Et c’est sous le signe de l’espérance que s’est tenue la dernière rencontre, au pays des Inuits, avec des jeunes et des personnes âgées. Et je vous assure que lors de ces réunions, surtout la dernière, j’ai dû ressentir comme des gifles la douleur de ces personnes: les personnes âgées qui ont perdu leurs enfants et qui ne savaient pas où ils se retrouvaient, à cause de cette politique d’assimilation. C’était un moment très douloureux, mais il fallait y faire face: nous devons faire face à nos erreurs, à nos péchés. Au Canada aussi, il s’agit d’un binôme-clé, jeunes et personnes âgées, c’est un signe des temps: jeunes et personnes âgées en dialogue pour marcher ensemble dans l’histoire entre mémoire et prophétie qui sont en accord. Que la force d’âme et l’action pacifique des peuples autochtones du Canada soient un exemple pour tous les peuples autochtones pour ne pas se renfermer sur eux-mêmes, mais offrir leur contribution indispensable pour une humanité plus fraternelle, qui sache aimer la création et le Créateur, en harmonie avec la création, en harmonie entre vous tous. Merci.

Parmi les pèlerins qui assistaient à l'audience générale du 3 août, se trouvaient les groupes francophones suivants:

De France: Aumônerie Saint-Jean-Baptiste, de Sollies-Pont; Jeunesse franciscaine, de Bitch.

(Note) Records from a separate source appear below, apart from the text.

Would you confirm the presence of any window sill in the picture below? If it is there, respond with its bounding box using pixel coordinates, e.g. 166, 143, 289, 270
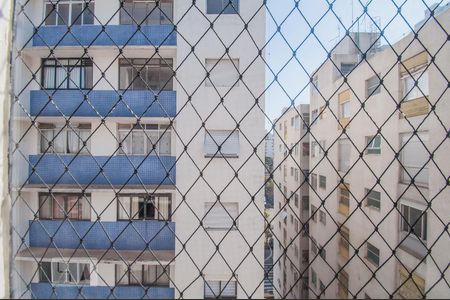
205, 154, 239, 158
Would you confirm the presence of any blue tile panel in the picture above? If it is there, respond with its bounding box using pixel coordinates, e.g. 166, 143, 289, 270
28, 153, 176, 187
31, 283, 175, 299
33, 25, 177, 47
29, 220, 175, 251
30, 90, 177, 118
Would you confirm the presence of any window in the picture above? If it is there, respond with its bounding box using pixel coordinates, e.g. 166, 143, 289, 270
311, 109, 319, 125
366, 243, 380, 266
302, 196, 309, 210
402, 70, 429, 101
120, 0, 173, 25
341, 63, 356, 76
366, 75, 381, 97
205, 59, 240, 87
206, 0, 239, 15
319, 175, 327, 189
311, 268, 317, 287
302, 143, 309, 156
41, 58, 93, 90
117, 194, 172, 221
311, 204, 317, 222
115, 263, 170, 287
302, 113, 309, 129
119, 58, 173, 91
319, 210, 327, 225
400, 133, 430, 186
366, 135, 381, 154
39, 123, 91, 154
39, 262, 91, 285
204, 130, 239, 157
338, 139, 352, 172
45, 0, 95, 26
39, 193, 91, 220
338, 184, 350, 216
400, 204, 427, 241
203, 202, 239, 230
338, 267, 348, 299
119, 124, 172, 156
319, 280, 325, 296
366, 189, 381, 209
338, 226, 350, 260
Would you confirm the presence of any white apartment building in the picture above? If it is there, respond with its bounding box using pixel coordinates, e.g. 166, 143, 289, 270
10, 0, 265, 299
309, 6, 450, 299
272, 104, 309, 299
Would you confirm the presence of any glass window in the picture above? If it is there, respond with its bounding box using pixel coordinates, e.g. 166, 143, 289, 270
39, 193, 91, 220
119, 58, 173, 91
117, 194, 172, 221
45, 0, 95, 26
401, 204, 427, 241
206, 0, 239, 14
319, 175, 327, 189
120, 0, 173, 25
203, 202, 239, 230
41, 58, 93, 90
366, 189, 381, 209
366, 135, 381, 154
367, 243, 380, 266
402, 70, 429, 101
118, 124, 172, 156
366, 75, 381, 97
204, 130, 239, 157
400, 132, 430, 186
39, 123, 91, 154
338, 139, 352, 172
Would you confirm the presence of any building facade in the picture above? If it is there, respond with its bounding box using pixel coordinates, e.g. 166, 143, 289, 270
272, 104, 309, 299
10, 0, 265, 299
309, 7, 450, 299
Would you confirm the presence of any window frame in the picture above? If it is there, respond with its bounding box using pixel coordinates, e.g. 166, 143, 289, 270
40, 57, 94, 91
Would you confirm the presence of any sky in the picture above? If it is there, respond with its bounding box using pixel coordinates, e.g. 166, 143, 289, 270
266, 0, 450, 127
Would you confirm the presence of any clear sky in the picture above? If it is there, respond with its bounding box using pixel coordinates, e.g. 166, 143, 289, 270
266, 0, 449, 125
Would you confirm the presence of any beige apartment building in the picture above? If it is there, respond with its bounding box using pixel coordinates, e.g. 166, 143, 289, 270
272, 104, 309, 299
310, 5, 450, 298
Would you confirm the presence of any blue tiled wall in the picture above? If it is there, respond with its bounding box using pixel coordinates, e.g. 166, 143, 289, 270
28, 153, 176, 187
29, 220, 175, 250
31, 283, 175, 299
33, 25, 177, 46
30, 90, 177, 118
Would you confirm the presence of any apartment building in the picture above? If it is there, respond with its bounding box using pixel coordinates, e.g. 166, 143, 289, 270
272, 104, 310, 299
309, 5, 450, 299
10, 0, 265, 299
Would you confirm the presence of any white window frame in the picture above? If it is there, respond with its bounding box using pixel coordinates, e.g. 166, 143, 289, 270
117, 123, 172, 156
43, 0, 95, 26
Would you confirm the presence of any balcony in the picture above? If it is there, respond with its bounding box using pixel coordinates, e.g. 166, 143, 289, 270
30, 90, 177, 118
31, 283, 175, 299
29, 220, 175, 250
33, 25, 177, 47
28, 153, 176, 189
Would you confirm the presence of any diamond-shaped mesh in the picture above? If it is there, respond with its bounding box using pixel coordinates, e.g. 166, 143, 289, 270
9, 0, 450, 299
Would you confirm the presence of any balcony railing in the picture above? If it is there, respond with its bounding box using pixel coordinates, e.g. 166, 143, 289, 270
33, 25, 177, 47
28, 153, 176, 188
30, 90, 177, 118
31, 283, 175, 299
29, 220, 175, 251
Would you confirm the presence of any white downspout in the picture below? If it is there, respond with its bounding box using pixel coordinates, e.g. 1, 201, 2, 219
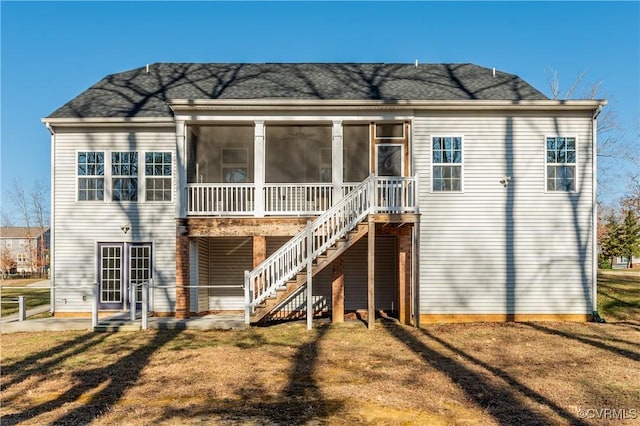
591, 105, 604, 322
44, 122, 56, 315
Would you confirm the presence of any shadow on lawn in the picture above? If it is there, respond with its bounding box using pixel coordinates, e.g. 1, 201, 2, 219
386, 324, 588, 425
524, 323, 640, 361
2, 331, 180, 426
162, 325, 342, 425
0, 333, 106, 392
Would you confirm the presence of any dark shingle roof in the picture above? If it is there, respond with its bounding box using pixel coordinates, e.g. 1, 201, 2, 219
50, 63, 547, 118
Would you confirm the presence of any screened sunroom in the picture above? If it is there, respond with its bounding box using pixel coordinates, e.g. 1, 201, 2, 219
187, 121, 409, 217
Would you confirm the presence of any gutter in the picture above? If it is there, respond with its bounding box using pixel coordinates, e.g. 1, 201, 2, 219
44, 121, 56, 316
591, 102, 606, 323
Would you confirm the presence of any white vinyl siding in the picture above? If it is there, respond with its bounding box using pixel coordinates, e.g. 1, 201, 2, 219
52, 128, 176, 312
413, 112, 593, 314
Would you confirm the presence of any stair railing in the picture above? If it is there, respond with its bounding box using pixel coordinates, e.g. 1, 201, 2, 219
244, 175, 418, 324
244, 175, 375, 324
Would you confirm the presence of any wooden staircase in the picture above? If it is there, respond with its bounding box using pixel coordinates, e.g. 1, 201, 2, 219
251, 222, 369, 323
244, 175, 418, 325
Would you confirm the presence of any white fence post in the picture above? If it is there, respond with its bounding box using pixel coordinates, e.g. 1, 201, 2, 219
18, 296, 27, 321
307, 220, 313, 330
129, 281, 138, 321
91, 283, 98, 329
244, 271, 251, 325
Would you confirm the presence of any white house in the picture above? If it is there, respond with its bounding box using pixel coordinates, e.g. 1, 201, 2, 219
42, 63, 606, 325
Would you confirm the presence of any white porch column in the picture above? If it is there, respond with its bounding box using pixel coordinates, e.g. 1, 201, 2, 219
176, 120, 188, 218
253, 121, 265, 217
331, 121, 344, 204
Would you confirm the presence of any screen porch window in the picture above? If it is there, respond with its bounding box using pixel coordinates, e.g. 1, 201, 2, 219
78, 151, 104, 201
546, 136, 576, 192
111, 152, 138, 201
144, 152, 172, 201
431, 136, 462, 192
222, 148, 249, 183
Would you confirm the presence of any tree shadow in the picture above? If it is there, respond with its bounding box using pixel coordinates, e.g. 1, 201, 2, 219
162, 324, 342, 425
385, 324, 588, 425
2, 331, 180, 425
0, 333, 106, 392
524, 323, 640, 361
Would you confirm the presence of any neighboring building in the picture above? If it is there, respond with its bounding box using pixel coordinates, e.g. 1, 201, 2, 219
43, 63, 606, 325
0, 226, 50, 275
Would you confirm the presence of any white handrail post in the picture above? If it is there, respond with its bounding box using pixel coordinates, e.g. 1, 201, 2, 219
142, 279, 152, 330
367, 173, 378, 212
18, 296, 27, 321
129, 281, 137, 321
412, 173, 420, 213
91, 283, 99, 330
244, 271, 251, 325
307, 220, 313, 330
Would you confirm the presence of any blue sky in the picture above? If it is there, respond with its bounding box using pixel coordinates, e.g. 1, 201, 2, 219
0, 0, 640, 220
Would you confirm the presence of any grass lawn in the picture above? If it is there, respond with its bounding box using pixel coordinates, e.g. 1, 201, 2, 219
0, 278, 50, 317
0, 277, 640, 425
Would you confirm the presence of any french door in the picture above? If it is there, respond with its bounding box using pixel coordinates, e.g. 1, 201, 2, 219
98, 243, 153, 310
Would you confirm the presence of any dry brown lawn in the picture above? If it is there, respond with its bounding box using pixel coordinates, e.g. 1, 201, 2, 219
0, 314, 640, 425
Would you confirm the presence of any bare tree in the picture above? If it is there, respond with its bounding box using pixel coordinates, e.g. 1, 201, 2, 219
545, 67, 637, 205
30, 181, 49, 273
0, 210, 13, 227
9, 179, 48, 272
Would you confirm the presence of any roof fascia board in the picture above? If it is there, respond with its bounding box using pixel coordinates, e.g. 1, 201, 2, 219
40, 117, 176, 127
170, 99, 607, 113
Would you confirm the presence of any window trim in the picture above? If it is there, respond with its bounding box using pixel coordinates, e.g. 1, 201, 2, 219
373, 120, 407, 141
109, 149, 140, 203
74, 148, 177, 204
542, 133, 579, 194
220, 146, 250, 183
144, 150, 176, 203
429, 133, 465, 194
73, 148, 111, 204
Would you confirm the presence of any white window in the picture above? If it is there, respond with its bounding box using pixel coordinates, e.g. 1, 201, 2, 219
546, 136, 576, 192
78, 151, 104, 201
144, 152, 173, 201
320, 148, 332, 183
111, 152, 138, 201
373, 123, 404, 139
431, 136, 463, 192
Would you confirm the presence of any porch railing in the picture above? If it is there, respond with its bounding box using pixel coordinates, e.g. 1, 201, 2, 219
186, 176, 417, 216
244, 176, 418, 323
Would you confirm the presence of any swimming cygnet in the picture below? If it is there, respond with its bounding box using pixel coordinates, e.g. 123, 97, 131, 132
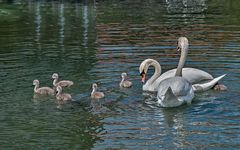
56, 86, 72, 101
52, 73, 73, 87
91, 83, 104, 99
33, 80, 55, 95
213, 84, 227, 91
119, 72, 132, 88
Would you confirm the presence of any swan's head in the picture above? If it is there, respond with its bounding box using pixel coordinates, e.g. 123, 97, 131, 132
92, 83, 97, 89
177, 37, 188, 51
121, 72, 127, 79
56, 86, 62, 94
33, 80, 39, 85
52, 73, 58, 79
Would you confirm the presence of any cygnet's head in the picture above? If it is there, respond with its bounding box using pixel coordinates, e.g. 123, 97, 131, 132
52, 73, 58, 79
92, 83, 97, 89
56, 86, 62, 93
33, 79, 39, 85
177, 37, 188, 51
121, 72, 127, 79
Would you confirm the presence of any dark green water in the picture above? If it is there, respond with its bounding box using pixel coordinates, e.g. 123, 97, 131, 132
0, 0, 240, 150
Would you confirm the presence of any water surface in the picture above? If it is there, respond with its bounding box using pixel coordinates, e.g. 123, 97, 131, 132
0, 0, 240, 149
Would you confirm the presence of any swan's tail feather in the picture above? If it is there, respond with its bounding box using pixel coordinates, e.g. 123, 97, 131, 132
192, 74, 226, 92
158, 87, 183, 107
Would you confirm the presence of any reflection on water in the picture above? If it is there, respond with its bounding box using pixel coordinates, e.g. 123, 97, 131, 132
0, 0, 240, 149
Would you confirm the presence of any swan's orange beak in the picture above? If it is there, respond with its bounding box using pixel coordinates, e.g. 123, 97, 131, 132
140, 71, 145, 83
177, 46, 181, 52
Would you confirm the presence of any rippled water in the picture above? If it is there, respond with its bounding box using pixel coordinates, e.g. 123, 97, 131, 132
0, 0, 240, 149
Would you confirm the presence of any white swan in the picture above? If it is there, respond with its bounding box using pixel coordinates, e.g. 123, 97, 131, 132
157, 37, 194, 107
139, 37, 225, 91
91, 83, 104, 99
52, 73, 73, 87
119, 72, 132, 88
33, 80, 55, 95
56, 86, 72, 101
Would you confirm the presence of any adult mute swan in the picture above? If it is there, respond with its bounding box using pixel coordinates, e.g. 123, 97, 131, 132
139, 37, 225, 91
33, 80, 55, 95
119, 72, 132, 88
157, 37, 194, 107
91, 83, 104, 99
52, 73, 73, 87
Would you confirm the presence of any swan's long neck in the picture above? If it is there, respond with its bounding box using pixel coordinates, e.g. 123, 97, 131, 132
91, 87, 97, 95
146, 61, 162, 84
175, 46, 188, 77
53, 78, 58, 86
34, 84, 39, 92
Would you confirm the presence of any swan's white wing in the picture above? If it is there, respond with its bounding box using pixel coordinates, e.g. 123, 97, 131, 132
158, 87, 184, 107
151, 68, 213, 91
193, 74, 226, 92
158, 77, 194, 107
157, 68, 213, 84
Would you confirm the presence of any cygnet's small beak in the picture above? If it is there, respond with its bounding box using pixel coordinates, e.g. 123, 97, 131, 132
177, 46, 181, 52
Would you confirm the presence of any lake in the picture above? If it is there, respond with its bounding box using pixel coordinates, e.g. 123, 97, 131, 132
0, 0, 240, 150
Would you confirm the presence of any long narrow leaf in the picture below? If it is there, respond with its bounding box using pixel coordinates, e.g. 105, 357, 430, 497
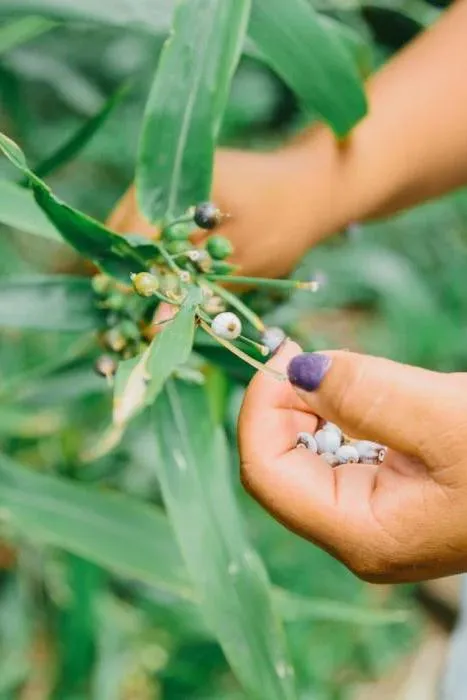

Je salue cordialement les personnes de langue française, en particulier le groupe de l’aumônerie de Saint Jean-Baptiste de Solliès-Pont. Comme à Emmaüs, le Seigneur nous accompagne lorsque nous traversons l’épreuve Il chemine avec nous pour nous rendre l’espérance. Avec lui des chemins nouveaux s’ouvrent devant nous. Demandons-lui la grâce de nous laisser réconcilier, avec lui et avec nos frères afin de bâtir un monde plus fraternel et plus humain. Que Dieu vous bénisse.